In a new paper for the National Bureau of Economic Research, a private, nonpartisan research organization, economist Robert Gordon argues that there’s no reason to assume productive technology will continue to materialize and supply the economy with periodic boosts. The Northwestern University professor points to a surprising finding by economic historians. From the 13th to 18th centuries, the economy of the British Isles expanded at a per capita rate of just 0.2 percent per year. Then, with the dawn of the first Industrial Revolution in the 19th century, growth shot up, powered by steam engines and railroads, and the U.K. became what Gordon calls the “frontier” economy—that is, the fastest-growing nation on earth.
In the 20th century the title passed to the U.S. The spread of indoor running water, the internal combustion engine, and electricity lifted the nation’s annual per capita growth from the less-than-1 percent range, where it had hovered for centuries, to 2.5 percent by 1930. Yet within a couple of decades, the boom began to peter out. According to Gordon, it’s been downhill since 1950, with annual growth averaging just 2.1 percent per capita through 2007. “We knew in 1956 that there had been no economic growth before 1750, it’s just that our horizon was too short,” says Gordon. “We’d had 100 years of progress. We now have a lot more perspective.”
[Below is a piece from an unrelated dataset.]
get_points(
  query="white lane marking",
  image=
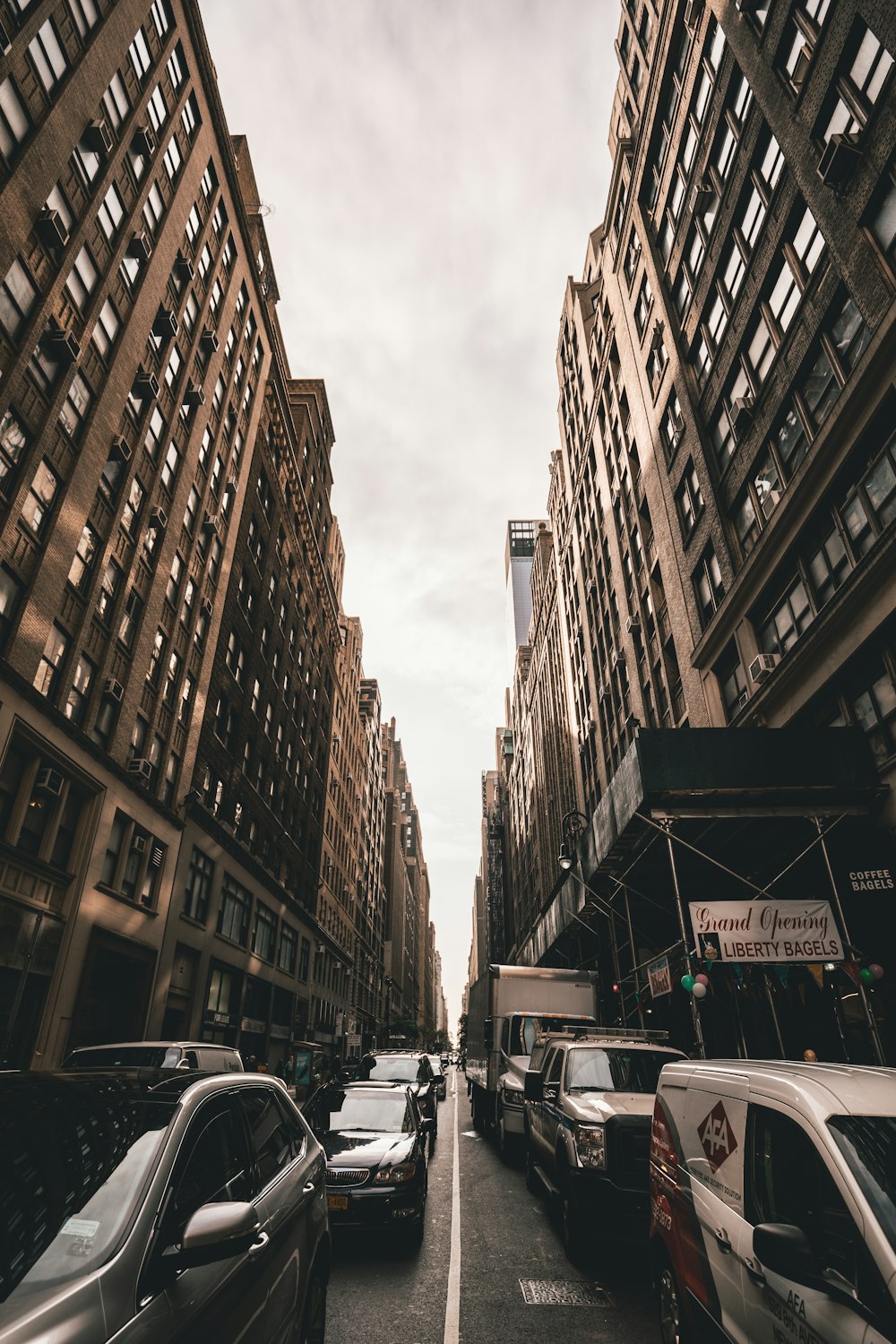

If the U.S. continues on its current trajectory, by 2100 the world’s biggest economy will wind up back where it started, at 0.2 percent growth per annum. Gordon doesn’t rely on an equation to produce this number, but a question: What proof do we have that a new technology will arrest the slide? Not the Internet, he says.
In Gordon’s view, the Net isn’t that big a deal, at least not when judged by the standards of the last 300 years. That’s an argument he first trotted out in 2000, at the height of the dot-com bubble. Running water and electricity freed housewives to enter the labor force. The internal combustion engine facilitated travel at speeds undreamed of in the age of sail and hoof. Gordon offers a thought experiment that, he says, has resonated with audiences at academic symposia: Imagine having to do without all the inventions of the last 10 years. Now imagine going without your indoor toilet. Which scenario do you prefer?
Gregory Clark, an economics professor at the University of California at Davis, believes Gordon is being too pessimistic. He notes that it can take a century for a new invention to increase productivity. The modern steam engine was introduced in 1707, yet railroads didn’t start changing travel until the 1830s. Clark places his faith in science rather than technology. The beginning of the U.K.’s golden age of growth coincided with the popularization of the scientific method, which offered a way to record, prove, and test assumptions, and ultimately changed the way people thought. “Improvements in knowledge have eventually showed up as gains in production technique,” Clark says, adding that “there’s no sign of a slowdown in the accumulation of knowledge.”
Gordon counters that many of the advances in productivity of the last several hundred years were one-time gains. Women can enter the workforce once. A country can get its citizens off the farm and into school only once. The speed of intercontinental travel has stalled. “Airplanes fly slower now than in 1958 because of the need to conserve fuel,” writes Gordon. His argument is similar to one made last year by Tyler Cowen, an economist at George Mason University, who has argued that growth is a game of catch-up to modernity and the developed economies have already caught up.
“It’s a good moment to ask questions,” says economist James K. Galbraith of the University of Texas at Austin. “The economics profession has laid itself open to its lack of depth on important questions.” Galbraith is frustrated that standard growth models don’t factor in the cost of resources, such as oil. Economists, he says, tend to believe, as Solow did, that technology will overcome problems like the U.S. economy’s dependence on oil. “That’s a spiritual view,” says Galbraith. “I’m all for spiritual views if it helps them keep their chin up. In the meantime, we have climate change to deal with.”